Abstract
The nature of the active site of Chaetomium trilaterale β-xylosidase catalyzing the hydrolysis of β-d-glucopyranoside and β-d-xylopyranoside was investigated by kinetic methods. On experiments with mixed substrates, such as phenyl β-d-xylopyranoside and phenyl β-d-glucopyranoside, the kinetic features agreed very closely with those features theoretically predicted for a single active site of the same enzyme catalyzing the hydrolysis of these two kinds of substrates.

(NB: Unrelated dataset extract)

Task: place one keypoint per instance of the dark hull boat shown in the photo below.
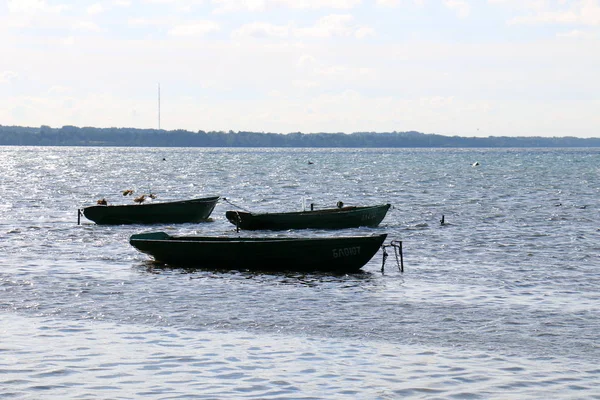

Both the β-glucosidase and β-xylosidase activities were strongly inhibited by glucono-1,5-lactone and nojirimycin (5-amino-5-deoxy-d-glucopyranose). β-Xylosidase activity was inhibited non-competitively by the two inhibitors, but β-glucosidase activity was competitive. Methyl β-d-xylopyranoside, methyl β-d-glucopyranoside, 1-thiophenyl β-d-xylopyranoside, and 1-thiophenyl β-d-glucopyranoside poorly inhibited both activities. Methyl β-d-xylopyranoside inhibited the β-xylosidase activity competitively but the β-glucosidase activity was non-competitive, whereas methyl β-d-glucopyranoside inhibited the β-xylosidase activity non-competitively but the β-glucosidase activity was competitive. 1-Thiophenyl β-d-xylopyranoside and 1-thiophenyl β-d-glucopyranoside behaved as competitive inhibitors.
From these results, it was concluded that the β-xylosidase and β-glucosidase activities reside in one catalytic site, and this suggests that there might be two kinetically distinct binding sites in the active center of the same enzyme.